Caminé hacia el balcón, lugar que hasta ese momento me había dado momentos de alegría, distracción, me asome por la baranda, y pude ver cómo la gente de las diez caminaba por la avenida, tan viejos como yo los adultos que solía conocer, adultos que antes habrían sido infantes, niños que veía por primera, vez, seguían subiendo, bajando y yo estudiando, observando, escuche el timbre y lentamente, pues mis rodillas no me permitían ir más rápido, llegue a la puerta y miré por lente de vidrio que obstruía la comunicación creada por el orificio en medio de la puerta entre el modesto apartamento y el exterior, pude ver, a una mujer unos cuantos años mayor que yo, obesa, arrugada, encorvada, e increíblemente pude reconocer algunos  rasgos de Sarah en ella abrí la puerta y mis sospechas quedaron confirmadas, me abrazó aunque con pocas fuerzas, con gran cariño, pasó, pues ya conocía el camino, y se sentó en uno de los sofás de la sala, me moví hasta ahí con más dificultad que con la que salí a recibirla  y le ofrecí algo de café, entré a la concina, estaba en mejor estado del que la recordaba y saque algunos granos de café, los puse en la máquina con agua y esperé.

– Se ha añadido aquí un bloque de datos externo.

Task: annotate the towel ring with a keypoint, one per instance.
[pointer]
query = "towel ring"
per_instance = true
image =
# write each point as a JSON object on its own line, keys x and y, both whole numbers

Salí de la cocina con el encargo, y no estaba más, de manera inexplicable había desaparecido, llame a su casa, contesto la enfermera, me dijo que había fallecido hace meses, con algo de extrañeza, ¿Debía saber eso?, pero cómo creerlo si hace unos cuantos minutos estaba sentada en el sofá de mi sala, colgué, pero volví a llamar, pregunté entonces por mi sobrina, me contesto una mujer, y le dije con gran dificultad, pues algo sucedía con mi voz que no me permitía hacerlo a la perfección, -Sally, ¿Eres tú?- , la voz detrás de la bocina respondió –La señora Sally no vive aquí desde hace cinco años-, me disculpé y colgué de nuevo, volví al balcón, la avenida estaba vacía, ni viejos, ni jóvenes, ni niños, ya no corrían a la escuela, ya no subían, no bajaban, no se detenían, pero tampoco avanzaban, ya no estudiaba, no observaba, llegué a mi recamara y caí profundamente dormido.

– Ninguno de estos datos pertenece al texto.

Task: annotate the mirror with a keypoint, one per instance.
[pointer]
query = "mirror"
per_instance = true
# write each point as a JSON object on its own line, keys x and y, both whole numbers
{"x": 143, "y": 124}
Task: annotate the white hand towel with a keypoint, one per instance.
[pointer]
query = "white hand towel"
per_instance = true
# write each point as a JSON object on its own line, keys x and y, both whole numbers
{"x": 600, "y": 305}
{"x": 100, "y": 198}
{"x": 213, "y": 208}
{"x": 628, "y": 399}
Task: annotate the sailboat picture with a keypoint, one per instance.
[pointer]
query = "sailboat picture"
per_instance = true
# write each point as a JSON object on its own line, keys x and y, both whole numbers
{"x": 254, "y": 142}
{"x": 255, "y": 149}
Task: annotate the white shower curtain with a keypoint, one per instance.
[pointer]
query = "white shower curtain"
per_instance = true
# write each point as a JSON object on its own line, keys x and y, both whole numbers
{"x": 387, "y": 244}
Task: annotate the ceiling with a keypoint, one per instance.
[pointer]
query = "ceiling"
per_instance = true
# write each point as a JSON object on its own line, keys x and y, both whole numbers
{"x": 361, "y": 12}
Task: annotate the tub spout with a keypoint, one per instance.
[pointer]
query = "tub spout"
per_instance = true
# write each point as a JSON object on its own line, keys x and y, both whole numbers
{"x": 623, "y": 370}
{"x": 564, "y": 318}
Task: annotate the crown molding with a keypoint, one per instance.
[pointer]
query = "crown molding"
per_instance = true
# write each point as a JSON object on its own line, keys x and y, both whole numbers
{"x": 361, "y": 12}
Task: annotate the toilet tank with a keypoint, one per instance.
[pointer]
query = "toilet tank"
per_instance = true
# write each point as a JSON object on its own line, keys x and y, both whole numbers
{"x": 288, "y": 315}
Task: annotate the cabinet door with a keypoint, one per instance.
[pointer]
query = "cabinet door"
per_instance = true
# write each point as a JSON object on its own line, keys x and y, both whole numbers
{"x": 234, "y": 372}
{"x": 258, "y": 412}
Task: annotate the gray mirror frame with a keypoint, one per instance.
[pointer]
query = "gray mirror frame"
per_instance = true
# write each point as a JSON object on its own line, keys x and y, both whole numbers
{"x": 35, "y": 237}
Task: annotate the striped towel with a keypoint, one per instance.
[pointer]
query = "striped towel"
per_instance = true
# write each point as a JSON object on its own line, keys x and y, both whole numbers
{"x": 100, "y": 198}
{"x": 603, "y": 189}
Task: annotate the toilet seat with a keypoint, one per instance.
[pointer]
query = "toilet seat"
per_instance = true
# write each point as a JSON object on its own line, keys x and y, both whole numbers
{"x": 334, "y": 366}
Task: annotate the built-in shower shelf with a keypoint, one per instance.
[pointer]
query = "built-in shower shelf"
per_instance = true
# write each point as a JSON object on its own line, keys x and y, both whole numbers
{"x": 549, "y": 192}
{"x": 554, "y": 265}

Desperté, mi cama había cambiado de composición, era más dura, mi habitación, estrechísima, más oscura, me costaba respirar, y el leve olor de tierra húmeda en el que solía fijarme las mañanas de campamento, era ahora el perfume que embargaba el incomodísimo espacio, entonces comprendí, que realmente había dejado de comer, observar, estudiar y que el mundo, para mi había, dejado de subir, bajar, acelerar el paso, detenerse, habíamos dejado de vivir, habíamos de dejado de existir.